EasyJet shares rose by more than 5% on Thursday after the airline's board said it had rebuffed a fourth takeover approach from U.S. investment firm Castlelake, L.P., while consenting to give the bidder restricted commercial information and to lengthen the takeover timetable.
The submission, received on June 23, put a cash value on EasyJet at 650 pence per share and included a partial alternative offering that would permit shareholders to elect to receive unlisted, non-transferable, non-voting shares in a vehicle within Castlelake's corporate structure.
This was Castlelake's fourth overture for EasyJet. Earlier offers of 560 pence, 600 pence and 625 pence per share had already been presented and rejected - the latter two having been described by the board as unanimously rejected because they were not in the best interests of shareholders.

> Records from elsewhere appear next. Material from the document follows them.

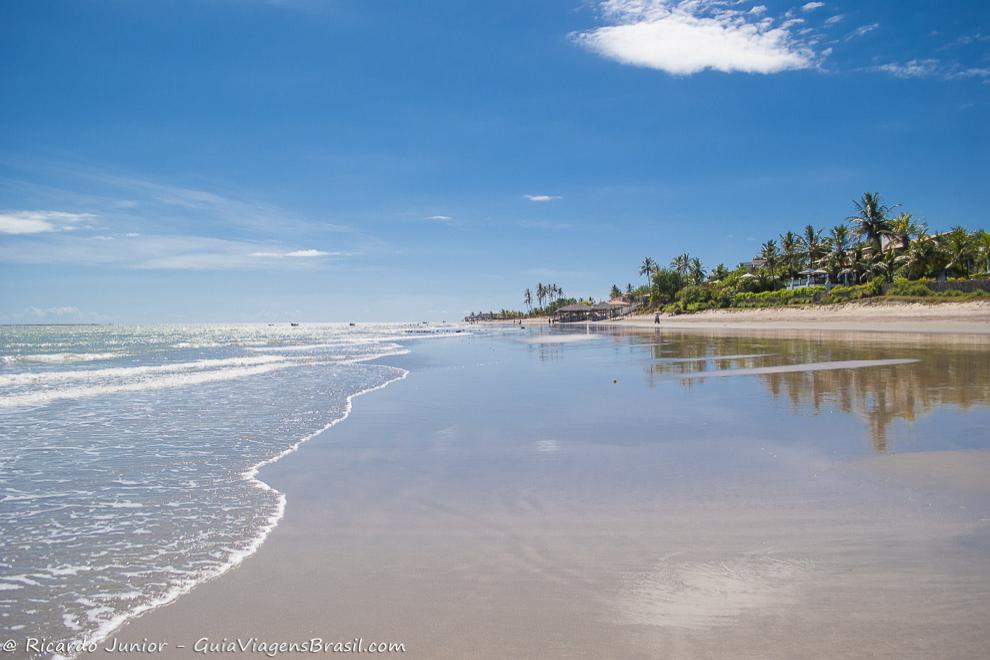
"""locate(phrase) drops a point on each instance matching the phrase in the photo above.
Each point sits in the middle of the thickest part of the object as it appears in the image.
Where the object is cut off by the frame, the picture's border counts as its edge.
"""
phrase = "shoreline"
(397, 530)
(110, 628)
(964, 318)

According to EasyJet's statement, Castlelake has indicated it hopes that access to limited commercial information will enable it to put forward an improved proposal. Nonetheless, the board said it continued to regard the Fourth Proposal as substantially undervaluing the company and its prospects and said the offer raised significant questions regarding deliverability. The board said it unanimously rejected the proposal.

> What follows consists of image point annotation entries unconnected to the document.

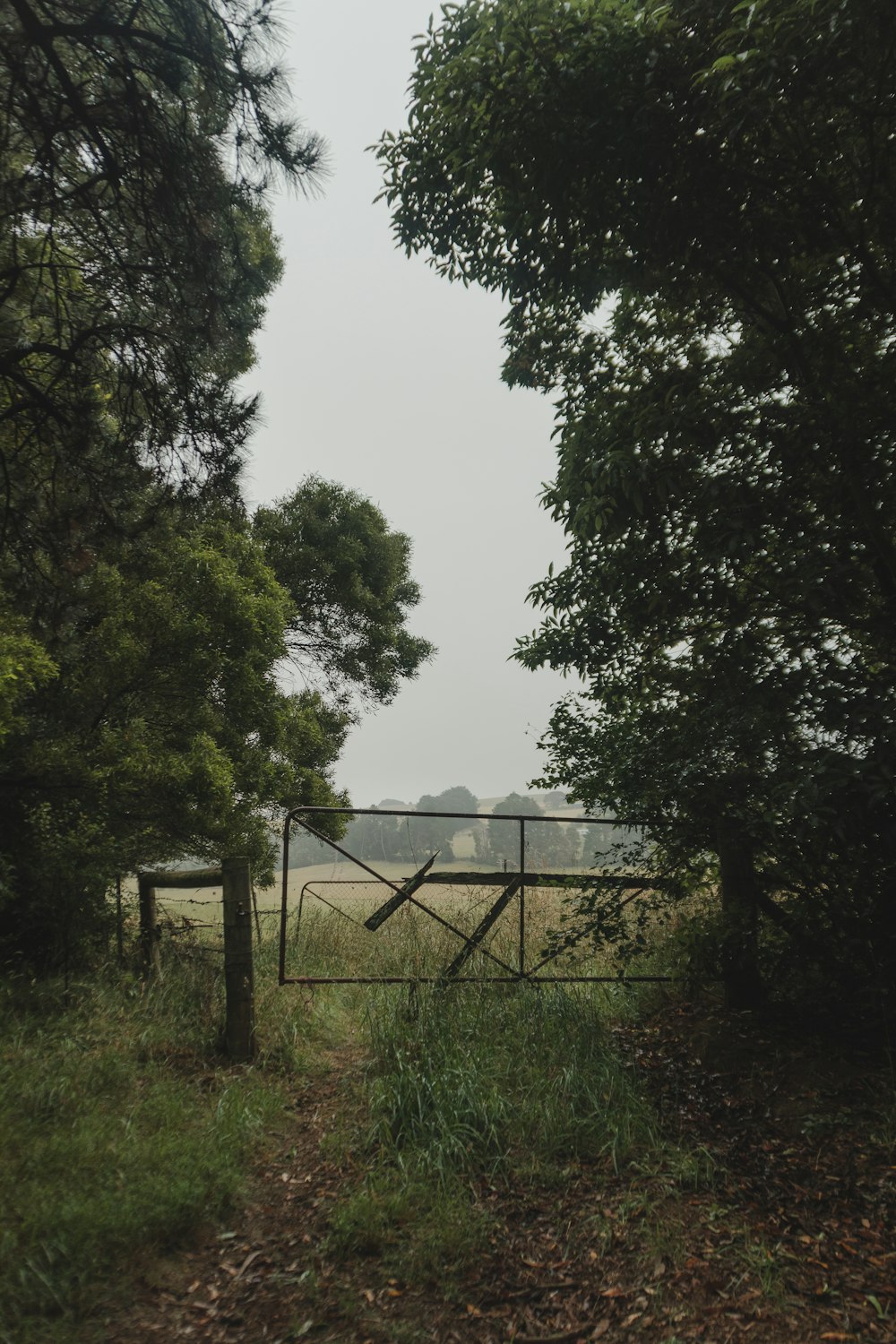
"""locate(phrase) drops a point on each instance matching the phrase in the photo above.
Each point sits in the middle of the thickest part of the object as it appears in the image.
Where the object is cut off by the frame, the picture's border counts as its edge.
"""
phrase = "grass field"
(126, 1133)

Despite that rejection, EasyJet's directors agreed that providing constrained access to commercial data could produce a more attractive proposal that better reflects the airline's value and prospects. The statement reiterated the board's concerns about the proposed ownership structure and the practical deliverability of any Castlelake offer, noting that the time required to satisfy conditional requirements could have a consequential and meaningful impact on the present value of the offer price.
The proposed bidding vehicle would be held 49% by Castlelake and co-investors, which the statement named as including Brookfield Asset Management Ltd., with the remaining 51% to be owned by EU nationals including Peter Bellew and Mark Breen.
The Panel on Takeovers and Mergers agreed to a nine-day extension of the Put Up or Shut Up deadline. Under the extension, Castlelake must, by 5:00 p.m. on Sunday, July 5, either announce a firm offer under Rule 2.7 of the UK Takeover Code or confirm it does not intend to proceed with a bid.
EasyJet described itself as "in a position of strength," citing a net cash position and a target of more than 1 billion in profit before tax.
Key points
- EasyJet's board rejected Castlelake's fourth proposal, received on June 23, which valued the company at 650 pence per share in cash with a partial alternative in unlisted, non-transferable, non-voting shares.
- The board has allowed Castlelake limited access to commercial information and secured a nine-day extension of the Put Up or Shut Up deadline to 5:00 p.m. on Sunday, July 5, with the Panel on Takeovers and Mergers' consent.
- The bidding vehicle would be 49% held by Castlelake and co-investors including Brookfield Asset Management Ltd., and 51% by specified EU nationals including Peter Bellew and Mark Breen.
Risks and uncertainties
- Deliverability concerns - The board flagged significant questions over the practicality of delivering any Castlelake offer, which could affect whether a transaction can be completed. This impacts the airline and broader M&A market participants.
- Ownership structure - The proposed split of ownership between Castlelake and EU nationals raised concerns with the board, creating uncertainty around regulatory and governance outcomes if an offer proceeded. This affects investor confidence in the airline and potential co-investors.
- Time to satisfy conditions - The board warned that the time required to meet any offer conditions would reduce the present value of the offer price, introducing valuation risk for shareholders and market participants.
The company's statement stressed its financial position, citing net cash and a target of more than 1 billion in profit before tax, while the board maintained that the Fourth Proposal substantially undervalued EasyJet and posed deliverability questions.